Although in the Netherlands many projects have resulted in an improvement in communication between the OHP and the GP, there is still a need for better communication and agreement . As sick-listed employees with severe MUPS are at increased risk for lasting disabilities and health-related jobloss, their OHPs should make extra effort to prevent this as much as possible . Treating physicians have difficulties with regard to increased medical consumption and communicating with these patients. Hopefully, the results of this study will stimulate the boards of especially OHPs and GPs to make extra efforts to achieve better communication concerning patients with severe MUPS.
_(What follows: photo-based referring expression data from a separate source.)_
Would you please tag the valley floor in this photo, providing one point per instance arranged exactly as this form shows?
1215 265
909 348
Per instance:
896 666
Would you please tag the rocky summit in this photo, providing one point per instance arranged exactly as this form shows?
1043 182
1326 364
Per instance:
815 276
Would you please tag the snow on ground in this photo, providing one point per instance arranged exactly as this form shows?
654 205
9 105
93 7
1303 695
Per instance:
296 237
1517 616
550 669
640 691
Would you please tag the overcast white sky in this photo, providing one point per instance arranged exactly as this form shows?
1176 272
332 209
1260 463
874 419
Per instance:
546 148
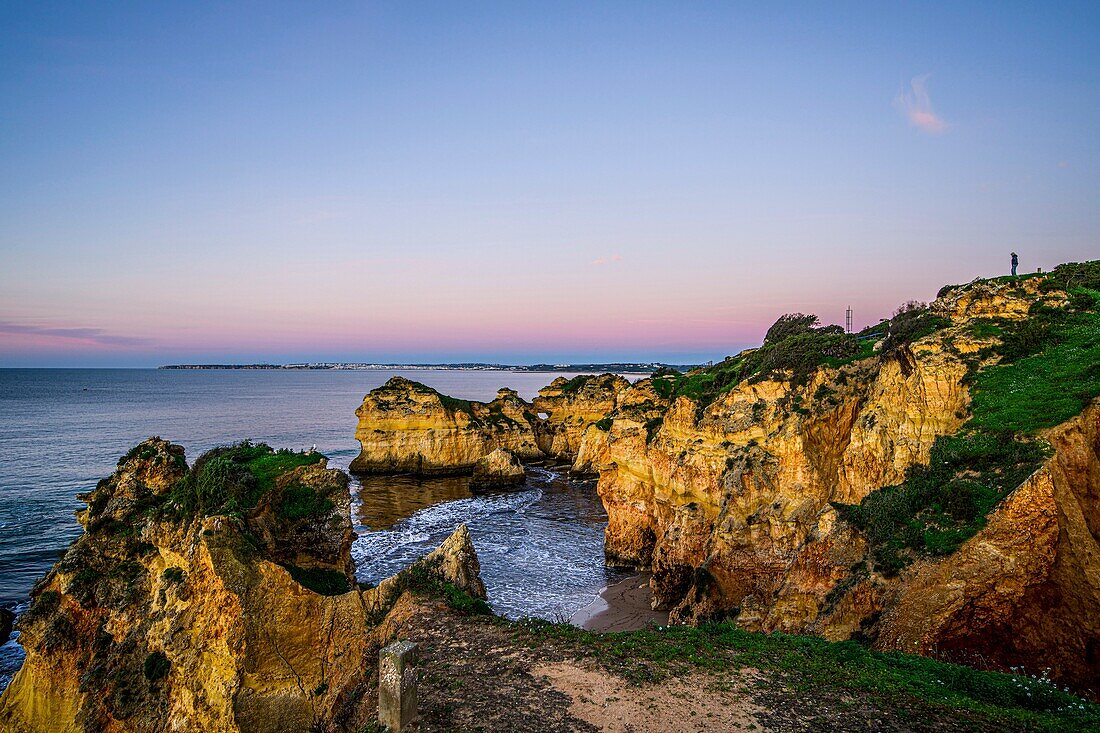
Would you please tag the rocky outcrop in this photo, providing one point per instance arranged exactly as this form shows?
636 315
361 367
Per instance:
407 427
157 619
1025 590
499 469
571 406
7 619
1009 299
732 505
721 502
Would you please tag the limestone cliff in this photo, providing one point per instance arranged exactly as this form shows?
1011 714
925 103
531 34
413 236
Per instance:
407 427
732 501
160 617
1026 588
501 468
571 406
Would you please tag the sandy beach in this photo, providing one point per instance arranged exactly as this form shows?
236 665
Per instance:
622 606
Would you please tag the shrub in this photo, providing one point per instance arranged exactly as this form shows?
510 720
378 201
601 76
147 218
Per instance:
910 323
156 666
303 502
320 580
790 325
233 478
575 383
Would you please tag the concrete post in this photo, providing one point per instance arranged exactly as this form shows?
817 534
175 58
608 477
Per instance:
397 686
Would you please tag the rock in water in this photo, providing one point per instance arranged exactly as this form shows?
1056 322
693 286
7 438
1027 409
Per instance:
572 405
501 468
213 598
7 619
407 427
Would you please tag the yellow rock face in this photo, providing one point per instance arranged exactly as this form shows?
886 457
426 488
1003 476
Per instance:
729 505
407 427
571 406
1025 590
160 624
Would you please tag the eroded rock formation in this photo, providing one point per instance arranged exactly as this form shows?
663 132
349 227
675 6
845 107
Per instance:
244 621
571 406
1026 588
501 468
405 426
732 505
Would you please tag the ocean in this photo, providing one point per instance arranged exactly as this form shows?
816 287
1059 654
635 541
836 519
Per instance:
62 430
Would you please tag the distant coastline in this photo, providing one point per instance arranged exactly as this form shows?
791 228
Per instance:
619 368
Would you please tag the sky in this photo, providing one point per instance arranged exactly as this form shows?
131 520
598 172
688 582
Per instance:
518 182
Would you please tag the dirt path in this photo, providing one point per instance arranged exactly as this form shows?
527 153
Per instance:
475 676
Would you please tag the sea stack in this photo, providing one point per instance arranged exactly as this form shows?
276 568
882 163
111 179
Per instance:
407 427
497 470
219 597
OHPs and GPs must focus more on the functioning of employees with severe MUPS. This is in accordance with the decision made in the United Kingdom for GPs to write 'fit for work notes' instead of sick notes [29, 30]. This was done because employees with common mental disorders are helped more by returning to (adjusted) work as soon as they can, than by remaining inactive. This is also in line with the existing evidence concerning effective methods of treatment for patients with severe MUPS [11, 12]: cognitive behavorial treatment, graded activity, and communication and casement rules. Cognitive behavorial treatment  helps patients with severe MUPS not by focusing on the (somatic) causes of their symptoms, but on helping them to handle consequences such as inactivity, isolation, etc. Graded activity focuses on a stepwise increase in activity. Communication and casement rules in consultation letters focus on empathy from the treating physician, explaining the findings, and preventing medicalisation, and this policy also results in improvement in physical functioning .
Implications for research
First, in order to formulate criteria for interventions, longitudinal research is needed to investigate the determinants of return to work in employees with severe MUPS, including their psychiatric co-morbidity and the work characteristics.
Additional research is needed to find out how the diagnostic competence of OHPs can be improved. In our opinion, the first step would be to train OHPs (in diagnosis, guidelines and communication) and provide them with diagnostic tools, such as the PHQ. In a second step the quality of the diagnosis can be improved by increasing the possibilities for OHPs to consult a psychiatrist and improving communication with GPs and other attending physicians. Finally, more research is needed to determine how these steps can be made feasible to occupational health care. A good example from primary care is the provision of collaborative care for depressed patients . Qualitative research will also be useful to identify what are the needs of the sick-listed employee with MUPS, in terms of symptoms, functioning, and return to work.
MUPS and associated limitations in functioning lead to a few, but important task difficulties for OHPs: they have diagnostic uncertainty and experience interference in their tasks from the diagnostic activities and treatment provided by treating physicians. Better recognition of severe MUPS and combining improvement of functioning and the return to work process with the diagnostic and treatment activities of the the treating physicians, are aspects that can be improved. There is a need for further training of OHPs, better communication with the GP, and easier access to the expertise of psychiatrists, psychologists and multidisciplinary treatment.